Coming Up in Yellowstone Science—The Grasslands & Grazing Issue
by P. J. White, Roy Renkin, Chris Geremia, & Stefanie D. Wacker
The grassland and sagebrush-steppe habitats in and near Yellowstone National Park (YNP) have been referred to as America’s Serengeti because they support abundant and diverse ungulates and their predators. Thousands of bison and elk, and hundreds of bighorn sheep, deer, and pronghorn migrate seasonally across the landscape where they interact with black bears, coyotes, grizzly bears, and wolves, thereby providing one of the premier places in the world to observe and photograph or film wildlife. However, these habitats also have been a source of controversy since the 1920s due to concerns about too many ungulates removing too much vegetation, compacting soils, and reducing the diversity of plants, especially in the northern region of the park known as the “northern range.”

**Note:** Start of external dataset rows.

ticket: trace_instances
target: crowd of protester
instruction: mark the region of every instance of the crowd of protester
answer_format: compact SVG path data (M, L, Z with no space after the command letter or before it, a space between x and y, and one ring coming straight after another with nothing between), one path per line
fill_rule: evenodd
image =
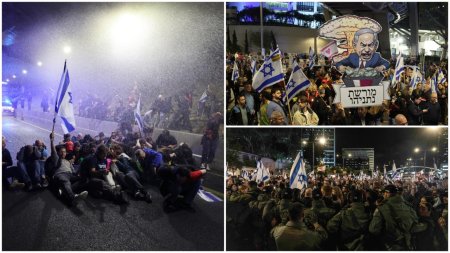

Numbers of bison, elk, and pronghorn in the park were controlled during the 1930s through the late 1960s by shooting and removals, as well as public hunting in surrounding states. Park rangers stopped culling ungulates after 1968 and let numbers fluctuate in response to competition, forage availability, harvests, predation, and weather. Thereafter the abundance of elk increased rapidly, with almost 19,000 counted in northern Yellowstone and nearby areas of Montana during 1988. As their numbers increased, more elk began migrating to lower-elevation valleys outside the park during winter, leading some people to conclude the park was overgrazed with insufficient food for the existing numbers of animals. These changes led to contentious debates and independent assessments by the National Academy of Sciences and other groups about whether elk and other ungulates were overpopulated and irreversibly damaging the landscape through excessive grazing, soil compaction, and related effects.
The recovery of grizzly bears and wolves in the park by the mid-2000s contributed to a substantial decrease in counts of northern Yellowstone elk and, as a result, the debate about overgrazing waned. However, bison counts in northern Yellowstone tripled over the subsequent decade and intense grazing in some areas such as the Lamar Valley rekindled the debate about grazing effects on grasslands. This transition from an elk-dominated system to one with a more equal biomass of elk and bison was unprecedented and, as a result, the effects on grassland and sage-steppe communities were uncertain. Unlike elk and other ungulates, bison are constrained by surrounding states from migrating or dispersing much beyond the boundaries of YNP due to concerns about brucellosis transmission to livestock, competition with cattle for grass, human safety, and property damage. Thus, increasing bison densities and associated increases in the duration grasslands were grazed in the park led to concerns about high grazing intensities on some summer ranges that may not be sustainable over time.
Since 2012, biologists have conducted several monitoring and research efforts to document above-ground grass production, percent consumption by the grazing community, soil nutrient availability, soil organic matter, plant composition, bare ground, and litter at several sites in high-use bison areas. In addition, vegetation ecologists have been quantifying sage-steppe communities in the park to spatially describe the variability in plant community composition and be positioned to detect community changes in abundance, bare soil and litter, percent cover, and other metrics over time. The next issue of Yellowstone Science will include a series of feature and short articles describing the results of these efforts, and discussing the historic and current effects of grazing and other factors on grassland production and ecosystem stability.